Companies base almost every M&A transaction on the premise that it will increase shareholder value and customer value. Company leaders invariably commit to wresting efficiencies and synergies to enhance shareholder value.
A 2022 landmark study published in the prestigious Journal of Marketing examined M&A’s effect on customer and shareholder value and its underlying mechanism. The authors gathered data from 141 firms from 1995 to 2017, yielding 1,395 data points.
The study compared firms undergoing an M&A (M&A-firms) to themselves before and after the transaction, as well as to a control group of companies undergoing no such change (non-M&A firms). The study’s sample and econometric methodology enable unambiguous and statistically valid conclusions. Specifically, the study statistically removed the confounding effect of multiple extraneous factors such as: year in which M&A occurred, market share, ROA, industry type, sales, market growth, advertising, R&D, firm size, firm growth, firm scope, industry profitability, competitive intensity, restructuring charges, and so forth.
Its main results are shown in Figure 1.
Figure 1: M&A’s Effect on Customer Satisfaction and Financial Efficiency
Source: Umshankar et al, 2022.
The most important takeaways from the study are as follows.
- After an M&A, customer satisfaction unambiguously declines among M&A-firms relative to (1) the pre-M&A period and (2) compared to non-M&A firms.
- In the post-M&A period, firm efficiency increases among M&A-firms.
- The gains from increased efficiency are outpaced by the losses from decreased customer satisfaction.
- The net effect on firm value is negative for M&A-firms.
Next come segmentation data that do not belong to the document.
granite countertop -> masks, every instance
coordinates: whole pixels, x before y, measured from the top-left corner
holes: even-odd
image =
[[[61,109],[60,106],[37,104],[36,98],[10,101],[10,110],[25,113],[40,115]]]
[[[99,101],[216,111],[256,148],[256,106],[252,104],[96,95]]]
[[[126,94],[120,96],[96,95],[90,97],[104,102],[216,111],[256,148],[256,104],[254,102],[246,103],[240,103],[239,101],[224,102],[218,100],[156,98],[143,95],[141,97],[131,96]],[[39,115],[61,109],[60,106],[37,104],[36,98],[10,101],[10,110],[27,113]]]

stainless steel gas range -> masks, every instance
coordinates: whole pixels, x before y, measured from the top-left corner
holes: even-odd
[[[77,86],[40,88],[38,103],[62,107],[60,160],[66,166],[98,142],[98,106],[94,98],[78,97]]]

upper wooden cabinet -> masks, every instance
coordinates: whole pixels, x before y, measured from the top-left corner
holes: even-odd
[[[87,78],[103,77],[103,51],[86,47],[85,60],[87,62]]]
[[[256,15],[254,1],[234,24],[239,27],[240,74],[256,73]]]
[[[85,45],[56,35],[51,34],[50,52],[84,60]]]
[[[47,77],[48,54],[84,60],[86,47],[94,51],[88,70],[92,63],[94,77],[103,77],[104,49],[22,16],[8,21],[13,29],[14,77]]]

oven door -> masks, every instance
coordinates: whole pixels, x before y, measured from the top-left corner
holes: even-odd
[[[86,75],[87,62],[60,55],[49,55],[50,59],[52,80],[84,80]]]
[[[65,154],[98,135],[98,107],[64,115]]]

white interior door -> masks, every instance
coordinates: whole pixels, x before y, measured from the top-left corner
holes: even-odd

- M&A-firms’ market value was $481 million less on average than that of non-M&A firms one year after the transaction.
- The decline in market value occurs because executives’ attention at M&A-firms becomes increasingly focused on financial issues at the expense of customer issues. That is, executives become internally focused on efficiencies instead of customer focused; this decreases customer value and sales and leads to a decline in enterprise value.
CONCLUSION: Unless M&A-firms’ senior executives are intentional about customer value, they are unlikely to create shareholder value after the transaction. Intentionality requires measuring customer value, understanding the strategic areas driving it, and ensuring that customer value is the primary driver of the M&A integration process. While it is important to wrest efficiencies, the primary focus of executives at M&A firms should remain on customer value.
References:
- Umashankar, Nita, S. Cem Bahadir, and Sundar Bharadwaj (2022), “Despite efficiencies, mergers and acquisitions reduce firm value by hurting customer satisfaction,” Journal of Marketing, 86(2), 66–86.
- Umashankar, Nita, S. Cem Bahadir, and Sundar Bharadwaj (2022), “Despite efficiencies, mergers and acquisitions reduce firm value by hurting customer satisfaction,” Journal of Marketing, 86(2), 66–86.